9. International Transfers

Apple, RevenueCat, TelemetryDeck, and technical infrastructure providers may process data outside the European Union or European Economic Area, including in the United States, depending on their infrastructure and service configuration.

Where such processing occurs, it is governed by the relevant provider's legal and contractual safeguards. Please review the respective privacy policies of those providers for more information.

10. Data Retention

  • Local app data: remains on your device until you delete it, reset the app's data, or remove the app. This includes HealthKit-derived values imported from Apple Health.
  • iCloud data: remains in your iCloud account until you delete the relevant records or disable sync and remove the synced data. HealthKit-derived imported values are not part of Dayfuku's iCloud synchronization.
  • RevenueCat data: retained according to RevenueCat's policies and any applicable legal obligations.
  • TelemetryDeck analytics: retained according to TelemetryDeck's policies.
  • Email inquiries and website/server logs: retained only as long as needed for the relevant communication, security, or legal purpose.

11. Your Rights

Under the GDPR and the German Federal Data Protection Act (BDSG), you may have the following rights, subject to the applicable legal requirements:

  • Right of access (Art. 15 GDPR)
  • Right to rectification (Art. 16 GDPR)
  • Right to erasure (Art. 17 GDPR)
  • Right to restriction of processing (Art. 18 GDPR)
  • Right to data portability (Art. 20 GDPR)
  • Right to object (Art. 21 GDPR), in particular to processing based on legitimate interests
  • Right to withdraw consent (Art. 7(3) GDPR) for processing based on consent

Because Dayfuku stores most app content locally on your device, you can directly view, edit, delete, or reset much of your data yourself in the app and through your device settings. For third-party or contact-related processing, you may contact the provider via the Contact page.

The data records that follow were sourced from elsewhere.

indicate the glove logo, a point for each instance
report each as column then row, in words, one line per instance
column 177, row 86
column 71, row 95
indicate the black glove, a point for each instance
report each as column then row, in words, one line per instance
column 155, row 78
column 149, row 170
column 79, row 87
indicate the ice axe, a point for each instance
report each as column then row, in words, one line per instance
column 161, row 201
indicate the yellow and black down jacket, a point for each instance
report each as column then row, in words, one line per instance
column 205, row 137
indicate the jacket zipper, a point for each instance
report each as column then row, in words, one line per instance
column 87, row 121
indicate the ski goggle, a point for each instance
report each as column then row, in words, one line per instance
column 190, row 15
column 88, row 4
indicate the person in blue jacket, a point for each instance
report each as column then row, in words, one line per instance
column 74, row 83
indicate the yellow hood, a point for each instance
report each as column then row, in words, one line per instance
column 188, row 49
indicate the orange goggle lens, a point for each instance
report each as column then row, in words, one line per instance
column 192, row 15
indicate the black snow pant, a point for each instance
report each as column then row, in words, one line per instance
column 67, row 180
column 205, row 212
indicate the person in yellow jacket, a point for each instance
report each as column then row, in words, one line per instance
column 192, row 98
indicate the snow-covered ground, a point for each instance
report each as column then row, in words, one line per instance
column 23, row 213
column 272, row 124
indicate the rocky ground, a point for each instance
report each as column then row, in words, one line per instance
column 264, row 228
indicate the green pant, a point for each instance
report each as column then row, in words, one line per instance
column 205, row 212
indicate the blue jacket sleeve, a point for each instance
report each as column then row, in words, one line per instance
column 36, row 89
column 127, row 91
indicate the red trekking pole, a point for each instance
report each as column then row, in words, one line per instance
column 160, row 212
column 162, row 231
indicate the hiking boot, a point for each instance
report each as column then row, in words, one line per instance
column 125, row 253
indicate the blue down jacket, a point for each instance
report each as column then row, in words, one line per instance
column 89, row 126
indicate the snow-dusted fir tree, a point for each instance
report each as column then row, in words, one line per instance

12. Right to Lodge a Complaint

You have the right to lodge a complaint with a data protection supervisory authority, in particular in the EU member state of your habitual residence, place of work, or the place of the alleged infringement (Art. 77 GDPR).

As the provider is based in Germany, the competent supervisory authorities are the data protection authorities of the German federal states. A list is available from the German Federal Commissioner for Data Protection and Freedom of Information (BfDI).

13. Automated Decision-Making

The provider does not use automated decision-making or profiling within the meaning of Art. 22 GDPR that produces legal effects or similarly significant effects on you.

14. Children's Privacy

The app is not directed at children under the age of 16 and the provider does not knowingly collect personal data from children under 16.

15. Changes to This Policy

This Privacy Policy may be updated from time to time. The version published on this page is the current version and includes its effective date.